Comment peut-il continuer de dire ces énormités : « il n’y a jamais eu autant d’antisémites dans le monde qu’aujourd’hui (…) il y a un antisémitisme physique violent (…) ce qui fait encore problème est l’esprit de dénégation qui fait souffrir les juifs (…) les juifs ont le cœur lourd et les Français juifs ont peur… ».

Mais c’est exactement cela qui est choquant : ce déni des effets dévastateurs de l’occupation israélienne et cette indifférence à la souffrance qu’elle inflige à tout un peuple sauvagement opprimé. On peut aussi rappeler à M. Finkielkraut qu’il n’y a pas que des victimes de confession juive qui ont souffert du nazisme et sont morts dans les camps allemands. Il faut savoir rassembler les gens et non pas diviser ; et rendre justice à toutes les victimes.

Israël est un État qui pratique une politique colonialiste barbare. Israël se rend chaque jour coupable de crimes de guerre. On ne voit pas pourquoi les organisations juives, les gens de confession juive, devraient défendre un État pareil, et le Maire de Seclin, lui, être condamné pour l’avoir dénoncé cet Etat monstrueux.
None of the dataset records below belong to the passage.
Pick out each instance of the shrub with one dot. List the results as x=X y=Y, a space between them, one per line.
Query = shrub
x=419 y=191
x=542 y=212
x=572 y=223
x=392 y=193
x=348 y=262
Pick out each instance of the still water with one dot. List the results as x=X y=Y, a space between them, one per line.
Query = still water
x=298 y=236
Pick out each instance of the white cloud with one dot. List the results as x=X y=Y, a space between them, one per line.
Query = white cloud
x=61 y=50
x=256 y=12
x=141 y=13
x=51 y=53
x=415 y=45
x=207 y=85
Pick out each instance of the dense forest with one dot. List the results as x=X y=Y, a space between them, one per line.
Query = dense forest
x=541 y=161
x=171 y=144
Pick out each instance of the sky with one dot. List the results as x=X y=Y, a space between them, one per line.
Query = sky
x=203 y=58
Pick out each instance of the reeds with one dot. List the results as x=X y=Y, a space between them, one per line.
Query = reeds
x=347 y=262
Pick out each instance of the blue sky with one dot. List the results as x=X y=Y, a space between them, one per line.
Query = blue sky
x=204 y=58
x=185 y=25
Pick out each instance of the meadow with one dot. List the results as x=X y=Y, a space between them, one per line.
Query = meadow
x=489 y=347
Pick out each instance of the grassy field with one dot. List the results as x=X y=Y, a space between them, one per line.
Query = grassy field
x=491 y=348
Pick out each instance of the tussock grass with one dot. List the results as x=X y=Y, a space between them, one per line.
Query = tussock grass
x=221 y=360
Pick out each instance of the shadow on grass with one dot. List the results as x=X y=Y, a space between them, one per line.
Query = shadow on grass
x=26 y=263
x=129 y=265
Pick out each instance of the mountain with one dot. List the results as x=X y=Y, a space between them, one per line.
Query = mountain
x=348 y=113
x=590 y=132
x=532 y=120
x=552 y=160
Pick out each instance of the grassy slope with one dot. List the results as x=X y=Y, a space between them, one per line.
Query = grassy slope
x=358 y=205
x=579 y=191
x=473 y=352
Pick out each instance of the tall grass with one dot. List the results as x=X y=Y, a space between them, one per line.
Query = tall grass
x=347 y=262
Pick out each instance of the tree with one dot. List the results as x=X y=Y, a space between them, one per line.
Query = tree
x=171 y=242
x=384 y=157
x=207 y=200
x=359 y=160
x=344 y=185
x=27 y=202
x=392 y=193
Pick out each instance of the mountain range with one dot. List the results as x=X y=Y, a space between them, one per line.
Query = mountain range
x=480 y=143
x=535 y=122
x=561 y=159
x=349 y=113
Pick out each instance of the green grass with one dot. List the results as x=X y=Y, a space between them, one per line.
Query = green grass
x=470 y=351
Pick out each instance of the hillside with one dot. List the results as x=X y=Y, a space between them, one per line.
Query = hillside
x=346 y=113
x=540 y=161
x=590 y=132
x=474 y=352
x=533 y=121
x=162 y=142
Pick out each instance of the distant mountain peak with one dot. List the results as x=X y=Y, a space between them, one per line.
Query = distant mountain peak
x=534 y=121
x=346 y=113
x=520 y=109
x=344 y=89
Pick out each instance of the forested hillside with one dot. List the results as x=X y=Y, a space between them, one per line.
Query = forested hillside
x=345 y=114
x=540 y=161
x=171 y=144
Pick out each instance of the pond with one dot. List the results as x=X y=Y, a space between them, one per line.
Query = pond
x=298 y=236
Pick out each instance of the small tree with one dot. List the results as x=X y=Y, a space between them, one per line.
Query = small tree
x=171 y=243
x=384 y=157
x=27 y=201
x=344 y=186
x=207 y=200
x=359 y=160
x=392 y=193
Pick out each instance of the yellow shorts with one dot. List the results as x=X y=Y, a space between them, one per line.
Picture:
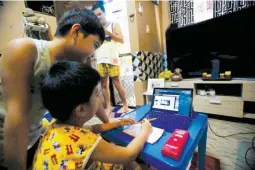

L’État raciste d’Israël doit pouvoir être jugé pour ses crimes au même titre que l’Afrique du Sud de l’apartheid l’a été. Dénoncer les violations des droits humains commises régulièrement par l’Etat d’Israël, protester contre sa politique raciste, est un acte politique légitime.

Accuser d’ « antisémitisme » les honnêtes gens qui critiquent Israël, au lieu de vous en prendre aux crimes commis par cet État parias, cela vous déshonore M. Finkielkraut !

Nul ne doit céder à ce genre de chantage.

Bien sûr, tout le monde l’a compris : tant que les défenseurs d’Israël font la chasse à des « antisémites » imaginaires et se disent menacés, en France ou ailleurs, les médias ne parleront pas des crimes odieux que l’armée israélienne commet en Palestine.

Silvia Cattori

(*) Voir : « Le maire de Seclin condamné pour le boycott de produits israéliens », AFPS Nord Pas de Calais, 19 septembre 2003.